Tuesday, March 24, 2009

Island Fever

The Islands, March 19-24, 2009

From the moment I arrived on Koh Tao I was ready to make it my new home. Granted it’s a bit far from the States; but if I had to be an expat, there are worse places. Scuba-central, great climbing, snorkeling, hiking, good restaurants, bars right on the beach…you’re getting the picture. Its vibe is like Pai, but on a beach and with all the outdoor adventure stuff I love.


We met up with Lena and some of the people she was traveling with to celebrate St Patty’s day. The islands were full of Aussie’s, Brits, Swedes, Canadians, Norwegians, and the like; making St Patty’s a multi-cultural bonanza. Even my Lithuanian blood couldn’t handle all Guinness and booze flowing! After a long night of bar hoping, we spent the next day relaxing on the beach and took a slow (aka hungover) kayak ride to a nearby island preserve. The guide told us it should take 30 minutes, I think we took at least an hour, but I was more into enjoying the scenery and the sun than actually paddling the kayak. That night we planned to go out for dinner somewhere in town, but couldn’t bring ourselves to get off the beach. There were mats and pillows everywhere, fire shows, great drinks, and banana pizza…why leave?! I just stared at the stars scheming for a way to stay forever…

The next day we decided to be more productive, and booked a hike with Goodtime Adventures. Our guide, Andres, took us through a coconut tree grove and up into the hills as we walked clear across the island. We eventually made it to a secluded beach for some cliff jumping and snorkeling. Now, I would say I have a sense of adventure, but wouldn’t necessarily call myself a dare-devil. And yet my companion, who is known for careening off cliffs on skis, had to be coaxed to jump 15 feet while I treaded water and maybe almost drowned out of exhaustion. I haven’t seen him ski yet, but have serious doubts about this Figgy person and his mountain antics. Always up for a challenge, I went on to conquer all three leaps, even managing to plunge off the tallest one (30 feet). I’d like to say I was calm, but truthfully my heart was pounding through my chest. After the jump we went snorkeling before going back to town. All in all, it was one of my favorite spots in Thailand, and definitely my favorite of the three islands. On to Koh Phangan…
About to jump in Koh Tao!!!

Koh Phangan, home of the full moon/half moon/black moon/there’s a moon party, was like the Brittany Spears of the island chain. You know there’s beauty there somewhere, but just can’t see past all the trashiness.

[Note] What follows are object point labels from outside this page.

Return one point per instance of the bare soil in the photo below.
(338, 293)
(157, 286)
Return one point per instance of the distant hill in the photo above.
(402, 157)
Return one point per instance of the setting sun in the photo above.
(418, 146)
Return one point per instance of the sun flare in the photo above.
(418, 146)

First, the town welcomed us with a few too many hospital advertisements, indicating a few too many overdoses regularly occur there. With billboards like, “Probably the best hospital you can trust” I’ll PROBABLY avoid having to go!! I like a little more certainty in my health care. Second, the beach was chock full of booths closed-up yet eagerly waiting for the next full moon party where they can serve bucket drinks. Similar to pitcher cocktails in the States, bucket drinks contain a lethal combination of cheap booze and mad-eye inducing energy drinks. Yet, just like Brittany’s synthesized voice, Koh Phangan has a way of grabbing you and making you love her.

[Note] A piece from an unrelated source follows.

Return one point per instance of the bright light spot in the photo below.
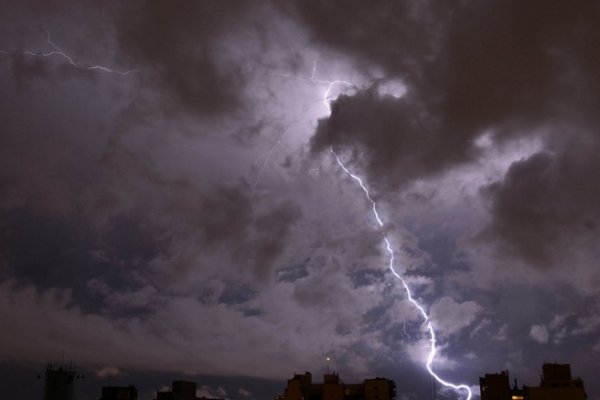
(394, 88)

For me, it was the amazing views from the room and the pool, and feeling like I should be spending $200/night instead of $20. For Jon, I think it was the restaurant that showed five back-to-back episodes of Seinfeld and served up that crazy little appetizer called no-name vegetables. A deep-fried mix of assorted vegetables, we should have known what to expect when the hippy from Goodtime Adventures recommended we try them. Both of us had the most wacked out dreams that night! So, while I do hear the moon parties are quite the rage, that appetizer was enough hallucinogenic for me, and I was happy to chill out, pina colada in hand, and take dips in the pool to cool off. I know, it was rough.
View from the pool

Our last stop in the islands was Koh Samui. It has a major airport, a Dunkin Donuts, and a Tesco Lotus shopping mall complete with glow-bowl. Not exactly paradise, but we were there to see the Marine Preserve and fly back up to Bangkok. To me Koh Samui is Europe’s answer to Waikiki Beach: easy to get to for a week if all you want to do is lay out and stay at a resort. It’s beautiful, the sun is warm, the beaches are nice, and the international airport has direct flights. However, Euros usually mean a slightly different view of what is acceptable beach attire. Two words: banana hammock. Considering most Thais swim fully clothed, I was surprised at the indiscretion in swimwear by some…yet Jon didn’t seem to mind ALL the time.





Look closer...
While in Koh Samui, I really did enjoy the Marine Preserve and the slightly treacherous hike to get to the amazing view at the top. There was a rope marking the trail, because otherwise you’d swear there is NO WAY that is the actual ROUTE. Plus they had the kindness to provide a telephone number in case of emergencies, because clearly cell phones work in the middle of the jungle.
My last photo in Thailand is modeling the way all Thais greet you when you enter a place of business, shown here with a slightly American touch. One (more) night in Bangkok, and then it’s off to Cambodia!!!